O mais alto tribunal da China emitiu a sua primeira decisão criminal sobre segurança rodoviária, sublinhando que os condutores permanecem totalmente responsáveis, mesmo quando utilizam tecnologias de condução assistida. O caso, envolvendo um motorista que desativou intencionalmente os recursos de segurança enquanto estava embriagado, abre um precedente para responsabilizar indivíduos pelo uso indevido de sistemas de veículos modernos.
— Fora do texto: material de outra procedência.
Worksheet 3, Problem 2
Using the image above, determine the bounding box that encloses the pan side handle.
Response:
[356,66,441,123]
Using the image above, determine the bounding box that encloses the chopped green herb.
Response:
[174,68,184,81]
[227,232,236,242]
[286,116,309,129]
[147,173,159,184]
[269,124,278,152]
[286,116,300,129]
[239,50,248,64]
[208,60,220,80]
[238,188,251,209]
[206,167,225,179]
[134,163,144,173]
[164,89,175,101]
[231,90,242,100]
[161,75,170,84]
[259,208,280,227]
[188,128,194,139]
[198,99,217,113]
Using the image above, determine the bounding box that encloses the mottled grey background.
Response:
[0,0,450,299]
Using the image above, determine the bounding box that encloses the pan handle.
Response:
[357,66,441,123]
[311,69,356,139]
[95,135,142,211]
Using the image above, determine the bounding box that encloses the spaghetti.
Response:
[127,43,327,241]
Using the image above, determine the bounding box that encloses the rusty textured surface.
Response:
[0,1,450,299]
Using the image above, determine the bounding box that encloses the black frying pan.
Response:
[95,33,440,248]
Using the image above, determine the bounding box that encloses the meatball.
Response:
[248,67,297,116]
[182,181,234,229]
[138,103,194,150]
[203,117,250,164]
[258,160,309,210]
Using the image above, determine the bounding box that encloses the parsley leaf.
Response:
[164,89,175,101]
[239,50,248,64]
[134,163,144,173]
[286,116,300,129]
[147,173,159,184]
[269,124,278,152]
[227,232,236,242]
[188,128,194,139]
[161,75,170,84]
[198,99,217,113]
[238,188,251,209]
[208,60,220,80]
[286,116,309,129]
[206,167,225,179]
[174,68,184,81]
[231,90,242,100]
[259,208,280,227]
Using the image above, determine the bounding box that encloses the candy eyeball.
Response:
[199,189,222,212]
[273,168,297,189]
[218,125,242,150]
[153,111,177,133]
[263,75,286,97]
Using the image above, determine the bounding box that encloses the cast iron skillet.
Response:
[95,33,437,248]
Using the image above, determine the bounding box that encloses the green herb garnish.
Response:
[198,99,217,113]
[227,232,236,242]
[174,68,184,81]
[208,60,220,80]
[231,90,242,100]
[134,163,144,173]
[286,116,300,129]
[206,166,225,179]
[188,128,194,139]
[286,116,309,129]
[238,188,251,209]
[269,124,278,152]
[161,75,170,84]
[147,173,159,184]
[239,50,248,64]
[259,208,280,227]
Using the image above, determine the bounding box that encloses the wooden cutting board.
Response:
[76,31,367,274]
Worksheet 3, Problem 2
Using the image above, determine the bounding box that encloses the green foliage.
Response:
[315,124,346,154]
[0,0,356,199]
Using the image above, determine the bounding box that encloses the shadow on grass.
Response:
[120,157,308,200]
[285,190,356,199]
Esta decisão enfatiza que a tecnologia não pode isentar um condutor de obrigações legais e morais.
O Incidente: Um Teste Perigoso de Autonomia
Em setembro de 2025, Wang Mouqun, de Hangzhou, província de Zhejiang, foi encontrado dirigindo alcoolizado depois de usar um dispositivo de reposição para enganar o sistema autônomo de nível 2 de seu veículo. Ele desativou os avisos de segurança simulando comandos manuais no volante, permitindo-lhe reclinar-se no banco do passageiro e adormecer enquanto o carro se dirigia em direção a um destino predefinido. Transeuntes alertaram a polícia depois que o veículo parou inesperadamente em uma via pública. Os exames de sangue subsequentes confirmaram um teor perigosamente elevado de álcool no sangue de 114,5 mg/100 ml.
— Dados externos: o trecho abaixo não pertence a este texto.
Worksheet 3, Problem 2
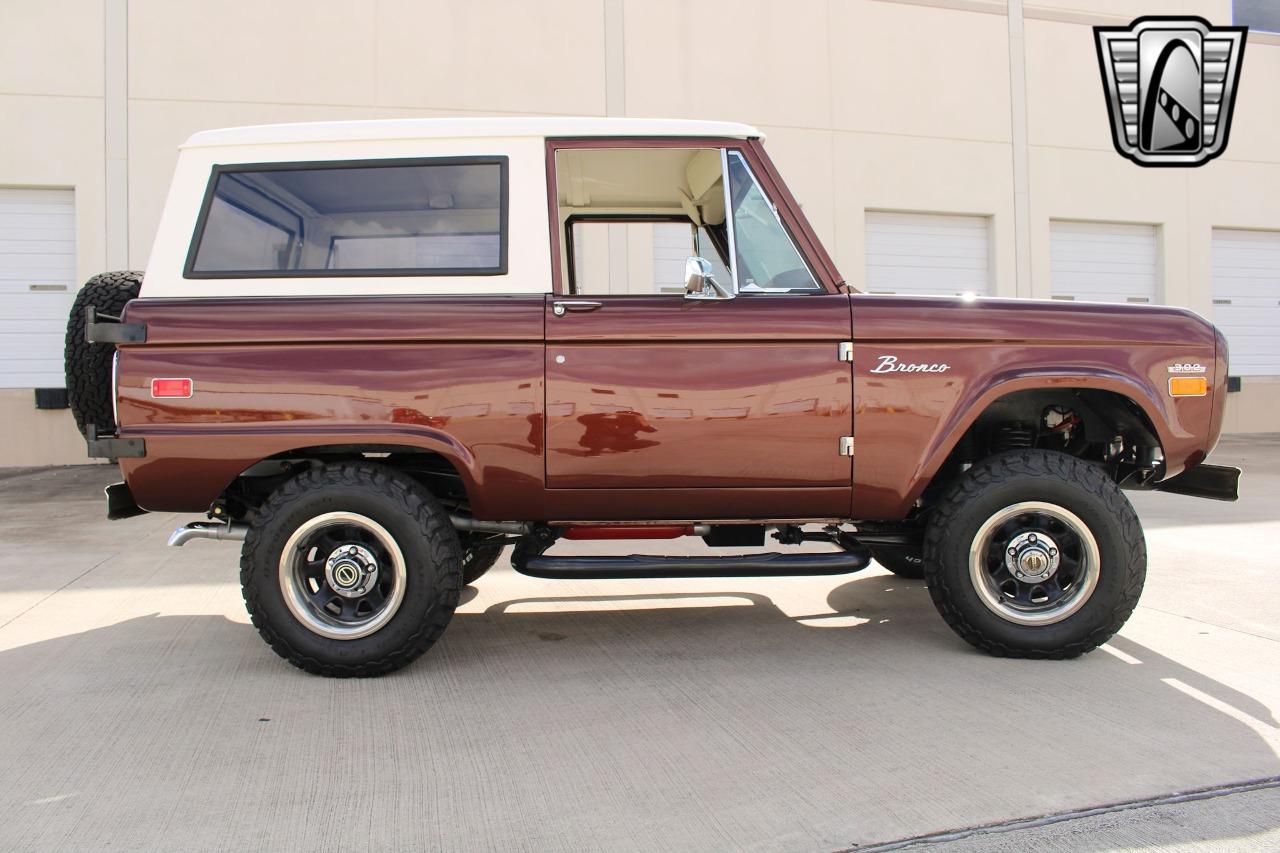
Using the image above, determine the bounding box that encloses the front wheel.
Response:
[924,451,1147,658]
[241,464,462,678]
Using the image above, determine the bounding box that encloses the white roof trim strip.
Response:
[182,118,764,149]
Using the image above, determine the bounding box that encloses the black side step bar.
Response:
[512,548,872,580]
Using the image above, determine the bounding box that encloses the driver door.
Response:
[545,142,852,520]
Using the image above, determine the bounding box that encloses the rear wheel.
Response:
[924,451,1147,658]
[63,272,142,434]
[241,464,462,678]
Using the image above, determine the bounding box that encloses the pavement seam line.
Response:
[0,553,115,630]
[836,776,1280,853]
[1138,605,1280,643]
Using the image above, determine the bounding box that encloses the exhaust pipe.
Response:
[449,515,534,537]
[169,521,248,548]
[169,515,522,548]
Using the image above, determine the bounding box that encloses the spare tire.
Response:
[63,270,142,434]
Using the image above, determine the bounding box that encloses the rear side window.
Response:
[186,158,507,278]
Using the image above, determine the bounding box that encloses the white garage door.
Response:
[1213,228,1280,377]
[1050,222,1158,304]
[0,187,76,388]
[863,210,991,296]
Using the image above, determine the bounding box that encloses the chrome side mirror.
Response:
[685,256,733,300]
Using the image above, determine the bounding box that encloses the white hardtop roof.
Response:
[182,117,764,149]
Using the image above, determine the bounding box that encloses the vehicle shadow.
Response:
[0,570,1280,849]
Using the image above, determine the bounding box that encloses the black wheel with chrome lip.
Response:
[924,450,1147,658]
[241,462,462,676]
[280,512,404,639]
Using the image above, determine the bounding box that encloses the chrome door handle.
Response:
[552,300,604,316]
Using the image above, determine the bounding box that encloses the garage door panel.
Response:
[1212,228,1280,377]
[0,188,76,388]
[1050,219,1158,302]
[864,210,991,296]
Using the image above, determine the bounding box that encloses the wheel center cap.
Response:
[1005,532,1059,583]
[324,544,378,598]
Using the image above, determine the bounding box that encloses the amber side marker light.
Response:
[1169,377,1208,397]
[151,379,195,397]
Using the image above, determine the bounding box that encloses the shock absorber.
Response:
[991,420,1036,453]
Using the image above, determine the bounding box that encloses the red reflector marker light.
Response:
[151,379,195,397]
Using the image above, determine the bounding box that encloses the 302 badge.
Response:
[1169,361,1208,397]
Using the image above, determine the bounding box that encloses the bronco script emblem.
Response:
[868,356,951,373]
[1093,17,1249,167]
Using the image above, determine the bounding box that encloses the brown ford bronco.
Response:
[67,119,1239,676]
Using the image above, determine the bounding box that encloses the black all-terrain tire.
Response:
[63,272,142,434]
[462,540,507,587]
[241,464,462,678]
[924,450,1147,658]
[872,546,924,580]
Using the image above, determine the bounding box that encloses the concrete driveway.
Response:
[0,437,1280,850]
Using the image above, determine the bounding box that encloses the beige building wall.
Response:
[0,0,1280,465]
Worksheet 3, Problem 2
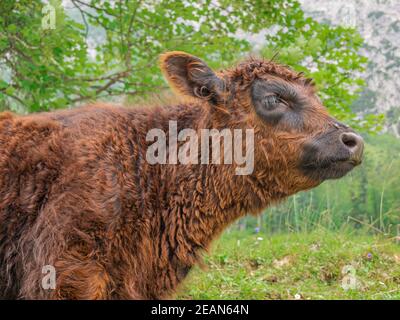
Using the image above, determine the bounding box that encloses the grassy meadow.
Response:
[178,135,400,299]
[178,229,400,299]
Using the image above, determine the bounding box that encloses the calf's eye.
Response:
[264,95,281,109]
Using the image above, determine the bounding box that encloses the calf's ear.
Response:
[160,51,224,103]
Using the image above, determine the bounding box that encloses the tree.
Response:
[0,0,379,128]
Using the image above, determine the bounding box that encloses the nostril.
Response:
[342,135,357,148]
[340,132,361,149]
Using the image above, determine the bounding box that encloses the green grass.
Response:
[178,230,400,299]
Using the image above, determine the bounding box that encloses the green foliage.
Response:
[0,0,381,129]
[178,230,400,300]
[262,4,383,132]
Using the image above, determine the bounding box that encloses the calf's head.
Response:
[161,52,364,194]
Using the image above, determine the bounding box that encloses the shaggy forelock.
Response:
[224,57,314,88]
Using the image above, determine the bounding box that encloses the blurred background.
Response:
[0,0,400,298]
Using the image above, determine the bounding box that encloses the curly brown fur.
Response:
[0,52,362,299]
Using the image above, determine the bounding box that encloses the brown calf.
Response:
[0,52,363,299]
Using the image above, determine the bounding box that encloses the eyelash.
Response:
[265,94,289,106]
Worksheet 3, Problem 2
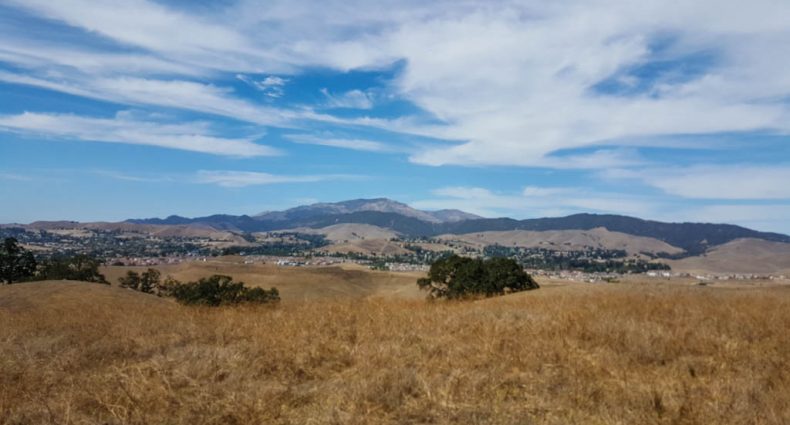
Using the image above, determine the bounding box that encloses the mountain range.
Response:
[127,198,790,256]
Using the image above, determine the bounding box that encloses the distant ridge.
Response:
[128,198,790,255]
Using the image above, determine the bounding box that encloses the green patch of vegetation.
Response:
[417,255,539,299]
[168,275,280,306]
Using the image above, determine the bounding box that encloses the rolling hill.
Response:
[128,198,790,256]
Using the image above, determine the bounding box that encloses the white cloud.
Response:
[411,186,659,217]
[195,170,355,187]
[0,0,790,168]
[0,112,279,157]
[241,74,288,99]
[286,134,394,152]
[678,204,790,234]
[321,88,373,109]
[602,165,790,200]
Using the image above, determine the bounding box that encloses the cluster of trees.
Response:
[120,269,280,306]
[417,255,539,299]
[0,238,36,283]
[483,245,670,273]
[0,237,107,284]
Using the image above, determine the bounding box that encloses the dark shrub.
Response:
[37,254,108,284]
[0,238,36,283]
[417,255,538,298]
[170,275,280,306]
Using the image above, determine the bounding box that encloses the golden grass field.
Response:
[0,271,790,424]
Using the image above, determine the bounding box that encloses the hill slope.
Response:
[125,198,790,255]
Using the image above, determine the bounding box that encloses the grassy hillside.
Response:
[102,257,425,303]
[0,282,790,424]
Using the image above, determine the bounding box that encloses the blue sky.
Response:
[0,0,790,233]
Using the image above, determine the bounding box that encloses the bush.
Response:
[0,238,36,284]
[169,275,280,306]
[37,254,109,284]
[417,255,539,298]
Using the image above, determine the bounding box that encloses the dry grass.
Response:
[0,283,790,424]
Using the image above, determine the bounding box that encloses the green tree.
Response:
[0,238,36,284]
[417,255,538,298]
[170,275,280,306]
[118,270,140,291]
[139,269,161,294]
[39,254,108,284]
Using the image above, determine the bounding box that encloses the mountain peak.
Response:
[256,198,480,223]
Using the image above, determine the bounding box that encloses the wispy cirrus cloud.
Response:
[194,170,359,188]
[241,74,288,99]
[286,134,396,152]
[601,164,790,200]
[321,87,373,109]
[411,186,659,217]
[0,112,280,157]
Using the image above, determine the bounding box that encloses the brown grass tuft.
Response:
[0,283,790,424]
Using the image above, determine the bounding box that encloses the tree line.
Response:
[0,237,108,284]
[417,255,539,299]
[119,269,280,307]
[0,237,280,306]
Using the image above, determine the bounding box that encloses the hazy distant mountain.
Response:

Este caso é digno de nota porque não foi simplesmente dirigir embriagado. Wang contornou deliberadamente os mecanismos de segurança do veículo, explorando uma lacuna no sistema para evitar a detecção. O SUV Aito M9 que ele dirigia, equipado com a tecnologia de direção assistida da Huawei, foi projetado para desengatar se o motorista não responder aos avisos após dois minutos. O dispositivo ilegal de Wang contornou esta salvaguarda, essencialmente transformando o veículo num perigoso projéctil autónomo.
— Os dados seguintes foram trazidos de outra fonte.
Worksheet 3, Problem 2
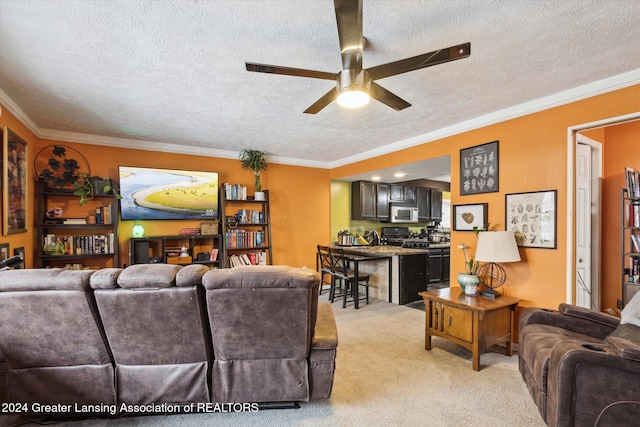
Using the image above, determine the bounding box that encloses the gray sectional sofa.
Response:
[0,264,338,413]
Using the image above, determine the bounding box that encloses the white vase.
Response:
[458,273,480,295]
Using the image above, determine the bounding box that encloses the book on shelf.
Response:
[624,167,640,197]
[62,218,87,225]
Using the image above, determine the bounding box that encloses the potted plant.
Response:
[458,243,480,295]
[240,149,267,200]
[36,145,80,189]
[73,172,122,206]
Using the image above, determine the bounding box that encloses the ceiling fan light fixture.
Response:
[338,87,371,108]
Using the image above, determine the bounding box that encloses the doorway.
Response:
[565,112,640,309]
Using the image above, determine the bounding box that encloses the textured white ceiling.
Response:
[0,0,640,172]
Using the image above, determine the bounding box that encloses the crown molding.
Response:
[329,68,640,169]
[5,68,640,169]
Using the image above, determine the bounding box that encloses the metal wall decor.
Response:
[505,190,558,249]
[2,127,28,235]
[453,203,488,231]
[460,141,498,196]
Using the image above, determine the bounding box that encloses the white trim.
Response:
[0,68,640,169]
[565,111,640,304]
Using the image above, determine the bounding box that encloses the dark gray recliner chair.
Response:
[91,264,211,405]
[203,266,338,403]
[518,300,640,426]
[0,269,116,405]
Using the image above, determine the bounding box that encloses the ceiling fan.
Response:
[246,0,471,114]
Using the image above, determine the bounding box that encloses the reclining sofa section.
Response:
[0,264,338,412]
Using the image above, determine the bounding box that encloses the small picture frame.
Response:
[505,190,558,249]
[451,203,488,231]
[2,127,28,235]
[13,246,24,269]
[0,243,9,261]
[460,141,499,196]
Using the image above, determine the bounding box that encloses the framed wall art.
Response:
[2,127,28,235]
[460,141,498,196]
[0,243,9,261]
[13,247,24,269]
[453,203,488,231]
[505,190,558,249]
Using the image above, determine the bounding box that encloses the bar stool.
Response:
[329,248,369,308]
[316,245,334,295]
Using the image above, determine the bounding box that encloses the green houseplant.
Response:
[240,148,267,200]
[73,172,122,206]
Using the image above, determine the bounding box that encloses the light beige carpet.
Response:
[5,293,545,427]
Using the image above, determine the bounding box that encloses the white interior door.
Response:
[575,135,600,310]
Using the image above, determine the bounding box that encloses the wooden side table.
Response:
[419,287,520,371]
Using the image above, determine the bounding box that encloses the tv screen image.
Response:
[118,166,218,221]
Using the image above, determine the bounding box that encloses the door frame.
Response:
[565,112,640,304]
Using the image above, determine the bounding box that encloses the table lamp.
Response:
[476,231,520,298]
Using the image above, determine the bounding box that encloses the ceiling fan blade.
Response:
[245,62,338,80]
[333,0,364,74]
[369,82,411,111]
[304,87,338,114]
[367,43,471,80]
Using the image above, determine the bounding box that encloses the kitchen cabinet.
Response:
[429,248,451,283]
[351,181,378,220]
[389,184,404,202]
[398,254,428,305]
[389,184,416,203]
[416,187,431,221]
[376,183,391,221]
[429,188,442,222]
[402,187,416,203]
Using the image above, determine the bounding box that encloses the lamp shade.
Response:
[476,231,520,262]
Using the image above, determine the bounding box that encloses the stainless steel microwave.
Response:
[389,203,418,223]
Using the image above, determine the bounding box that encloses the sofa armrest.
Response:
[546,339,640,426]
[558,304,620,329]
[519,304,620,340]
[605,337,640,362]
[311,302,338,350]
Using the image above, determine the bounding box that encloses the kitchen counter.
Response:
[336,243,449,304]
[339,245,429,256]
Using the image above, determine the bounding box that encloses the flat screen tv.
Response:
[118,166,218,221]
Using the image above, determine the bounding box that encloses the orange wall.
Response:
[0,108,330,268]
[601,122,640,309]
[331,85,640,308]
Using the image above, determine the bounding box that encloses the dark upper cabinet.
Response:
[403,187,416,203]
[389,184,404,202]
[430,188,442,221]
[376,183,391,221]
[416,187,431,221]
[351,181,378,220]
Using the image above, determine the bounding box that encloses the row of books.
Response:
[43,233,117,255]
[235,209,264,224]
[629,257,640,283]
[224,228,265,248]
[624,167,640,197]
[221,182,247,200]
[630,233,640,254]
[229,252,267,267]
[624,203,640,227]
[96,204,113,224]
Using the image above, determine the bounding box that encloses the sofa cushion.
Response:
[176,264,210,287]
[609,323,640,343]
[90,268,123,289]
[118,264,182,289]
[620,292,640,326]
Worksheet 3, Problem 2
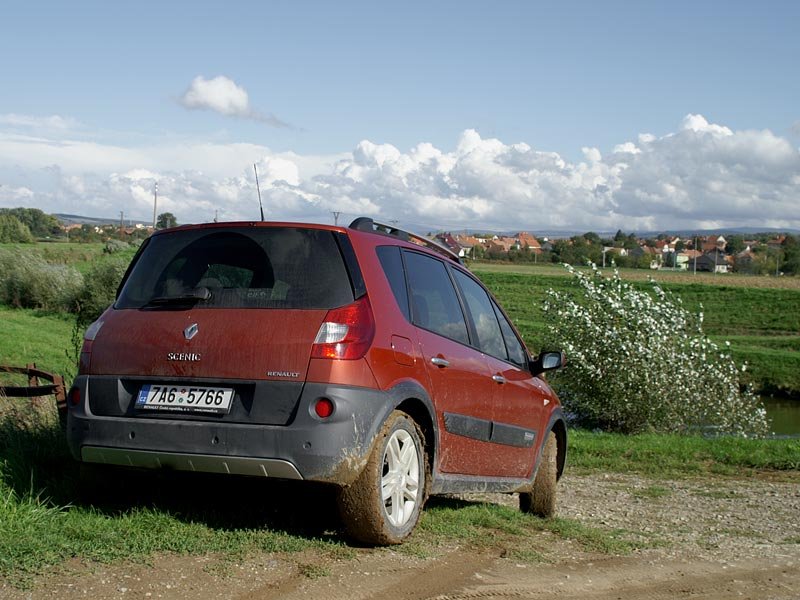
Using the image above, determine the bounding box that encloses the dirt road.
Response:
[0,475,800,600]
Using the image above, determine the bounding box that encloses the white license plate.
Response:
[136,383,233,414]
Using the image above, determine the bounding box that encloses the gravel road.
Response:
[0,474,800,600]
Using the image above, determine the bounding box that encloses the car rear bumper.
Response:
[67,376,394,485]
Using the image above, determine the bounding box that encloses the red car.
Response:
[67,218,567,544]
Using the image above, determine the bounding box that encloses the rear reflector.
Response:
[311,296,375,360]
[314,398,333,419]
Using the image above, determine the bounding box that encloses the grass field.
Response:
[0,399,800,587]
[0,242,112,274]
[0,305,76,380]
[0,271,800,587]
[471,263,800,396]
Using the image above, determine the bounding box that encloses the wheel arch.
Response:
[397,397,437,485]
[550,418,567,479]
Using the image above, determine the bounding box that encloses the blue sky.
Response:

Ramificações legais e violações anteriores
Wang já havia perdido sua carteira de motorista por seis meses em julho de 2024 devido a infrações ao dirigir relacionadas ao álcool. Apesar disso, ele repetiu a ofensa e agravou-a manipulando os sistemas do carro. O Tribunal Popular do Distrito de Linping condenou-o a um mês e 15 dias de detenção, além de uma multa de 4.000 yuans (aproximadamente US$ 576).
A decisão do tribunal está alinhada com o Artigo 133-1 da Lei Penal da China, que define a condução sob o efeito do álcool como um comportamento perigoso. O caso também reflete diretrizes de aplicação mais rigorosas emitidas pelos principais órgãos jurídicos e de segurança pública em 2023, que determinam penas mais severas para reincidentes.
Visão geral: direção automatizada e responsabilidade
Esta decisão é crucial porque aborda diretamente as áreas jurídicas cinzentas que cercam a condução automatizada. Os padrões nacionais (GB/T40429‑2021) categorizam os sistemas de nível 0–2 como assistência ao motorista, e não como automação total. Isto significa que os condutores, e não a tecnologia, são legalmente responsáveis pela operação segura. O caso destaca que ignorar os recursos de segurança não transfere responsabilidade.
O Supremo Tribunal Popular deixou claro: independentemente do quão avançada seja a tecnologia, um condutor não pode abdicar do seu dever de conduzir um veículo com segurança.
O incidente levanta questões críticas sobre o futuro da condução autónoma: como prevenir abusos semelhantes e se os actuais quadros jurídicos abordam adequadamente os riscos de manipulação do sistema.
A decisão do tribunal serve como um aviso claro: embora os sistemas de condução assistida ofereçam conveniência, não substituem o controlo humano responsável. A decisão sublinha o princípio duradouro de que os condutores, e não as máquinas, são os responsáveis finais pela segurança rodoviária.